Question

Let $f(x)=[x]$, $x\in(0,6)$, where $[x]$ is the greatest integer function. Then the number of discontinuities of $f(x)$ is:

• A. 1
• B. 2
• C. 3
• D. 4
• E. 5

Hint:

For an open interval $(a, b)$, the number of discontinuities of $[x]$ is $\lfloor b - \epsilon \rfloor - \lfloor a \rfloor$, effectively counting integers between $a$ and $b$.

Answer 1

Answer: (E)

Step 1: Understanding the Concept:
The greatest integer function, \( f(x) = [x] \), also known as the floor function, gives the greatest integer less than or equal to x. This function is known to be discontinuous at every integer value. We need to find how many integers are within the given interval.
Step 2: Key Formula or Approach:
The function \( f(x) = [x] \) is discontinuous at all points \( x \in \mathbb{Z} \) (the set of integers). We need to count the number of integers in the open interval \( (0, 6) \).
Step 3: Detailed Explanation:
The function is defined on the interval \( (0, 6) \). This means \( 0<x<6 \).
The greatest integer function \( [x] \) has a "jump" discontinuity whenever x is an integer. At these points, the left-hand limit is different from the right-hand limit and the function value.
For example, at x=2:
- \( \lim_{x \to 2^-} [x] = 1 \)
- \( \lim_{x \to 2^+} [x] = 2 \)
- \( f(2) = [2] = 2 \)
Since the left and right limits are not equal, the function is discontinuous at x=2.
We need to identify all the integer values within the interval \( (0, 6) \).
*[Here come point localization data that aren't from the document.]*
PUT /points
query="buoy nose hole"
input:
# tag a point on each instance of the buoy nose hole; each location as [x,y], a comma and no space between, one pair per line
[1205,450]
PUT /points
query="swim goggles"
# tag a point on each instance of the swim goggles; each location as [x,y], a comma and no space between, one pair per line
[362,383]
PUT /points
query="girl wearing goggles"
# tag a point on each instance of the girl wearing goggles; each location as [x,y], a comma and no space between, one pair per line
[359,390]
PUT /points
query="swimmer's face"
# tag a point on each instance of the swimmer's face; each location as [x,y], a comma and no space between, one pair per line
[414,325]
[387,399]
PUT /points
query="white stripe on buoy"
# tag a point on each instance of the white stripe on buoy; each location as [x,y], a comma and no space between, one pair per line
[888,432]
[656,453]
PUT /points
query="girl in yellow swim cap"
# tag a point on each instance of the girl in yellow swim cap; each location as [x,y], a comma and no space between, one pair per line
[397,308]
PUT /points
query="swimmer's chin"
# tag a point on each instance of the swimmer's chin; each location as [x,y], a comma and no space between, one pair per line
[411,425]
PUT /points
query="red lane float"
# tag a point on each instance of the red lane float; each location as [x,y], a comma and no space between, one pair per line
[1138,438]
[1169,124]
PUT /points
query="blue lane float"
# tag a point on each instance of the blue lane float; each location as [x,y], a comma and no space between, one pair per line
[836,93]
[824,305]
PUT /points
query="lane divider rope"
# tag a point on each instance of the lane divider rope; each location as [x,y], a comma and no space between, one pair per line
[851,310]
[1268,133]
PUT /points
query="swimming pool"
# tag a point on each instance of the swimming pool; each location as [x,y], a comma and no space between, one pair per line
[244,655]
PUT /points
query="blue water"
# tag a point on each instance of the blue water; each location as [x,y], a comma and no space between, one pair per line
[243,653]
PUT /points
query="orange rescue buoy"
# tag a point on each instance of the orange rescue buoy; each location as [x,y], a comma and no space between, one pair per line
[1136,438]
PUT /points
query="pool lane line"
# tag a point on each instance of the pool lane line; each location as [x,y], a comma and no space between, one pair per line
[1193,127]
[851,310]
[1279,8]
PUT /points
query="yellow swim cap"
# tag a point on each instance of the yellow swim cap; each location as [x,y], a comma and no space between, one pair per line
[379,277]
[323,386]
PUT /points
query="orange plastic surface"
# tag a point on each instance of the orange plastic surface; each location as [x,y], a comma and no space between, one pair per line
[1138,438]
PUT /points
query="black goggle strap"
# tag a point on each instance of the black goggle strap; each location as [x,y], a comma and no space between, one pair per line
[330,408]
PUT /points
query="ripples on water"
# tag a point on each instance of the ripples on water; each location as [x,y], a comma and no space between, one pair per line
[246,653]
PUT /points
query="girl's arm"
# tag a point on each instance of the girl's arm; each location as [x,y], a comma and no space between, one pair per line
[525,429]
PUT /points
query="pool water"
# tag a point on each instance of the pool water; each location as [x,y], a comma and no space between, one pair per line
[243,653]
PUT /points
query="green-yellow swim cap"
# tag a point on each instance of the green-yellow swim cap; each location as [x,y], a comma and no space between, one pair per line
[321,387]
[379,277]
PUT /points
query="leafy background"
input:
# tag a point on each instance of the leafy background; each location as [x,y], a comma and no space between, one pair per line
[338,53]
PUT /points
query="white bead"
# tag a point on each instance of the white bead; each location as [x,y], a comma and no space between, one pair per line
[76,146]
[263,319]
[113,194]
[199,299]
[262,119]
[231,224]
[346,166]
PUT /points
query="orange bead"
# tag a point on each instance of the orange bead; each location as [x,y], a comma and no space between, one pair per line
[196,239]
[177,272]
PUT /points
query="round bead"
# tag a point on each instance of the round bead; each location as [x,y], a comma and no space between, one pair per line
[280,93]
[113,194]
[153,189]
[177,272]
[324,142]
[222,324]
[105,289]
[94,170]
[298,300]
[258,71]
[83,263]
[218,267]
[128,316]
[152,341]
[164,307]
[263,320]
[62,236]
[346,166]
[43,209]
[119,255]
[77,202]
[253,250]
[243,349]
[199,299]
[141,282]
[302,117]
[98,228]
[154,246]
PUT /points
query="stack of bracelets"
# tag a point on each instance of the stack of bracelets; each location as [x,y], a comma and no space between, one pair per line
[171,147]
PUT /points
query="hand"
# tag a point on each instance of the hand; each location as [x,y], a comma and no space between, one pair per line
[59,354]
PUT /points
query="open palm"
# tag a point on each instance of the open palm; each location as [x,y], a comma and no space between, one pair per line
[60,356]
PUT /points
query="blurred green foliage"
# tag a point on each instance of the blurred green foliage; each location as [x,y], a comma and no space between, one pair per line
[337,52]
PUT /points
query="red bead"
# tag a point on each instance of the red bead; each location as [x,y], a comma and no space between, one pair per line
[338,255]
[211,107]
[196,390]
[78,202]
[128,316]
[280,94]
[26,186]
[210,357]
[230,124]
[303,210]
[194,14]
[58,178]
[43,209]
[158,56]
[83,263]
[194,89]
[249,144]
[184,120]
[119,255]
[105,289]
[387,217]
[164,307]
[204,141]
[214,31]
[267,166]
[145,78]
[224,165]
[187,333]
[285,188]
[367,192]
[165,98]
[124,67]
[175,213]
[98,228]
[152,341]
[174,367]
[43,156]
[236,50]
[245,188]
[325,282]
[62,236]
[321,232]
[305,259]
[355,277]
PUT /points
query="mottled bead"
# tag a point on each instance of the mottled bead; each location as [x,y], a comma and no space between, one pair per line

The integers in this interval are:
1, 2, 3, 4, 5
The endpoints 0 and 6 are not included in the interval.
The function \( f(x) = [x] \) will be discontinuous at each of these integer points.
Counting these points, we find there are 5 points of discontinuity.
Step 4: Final Answer:
The number of discontinuities of f(x) in the interval (0,6) is 5.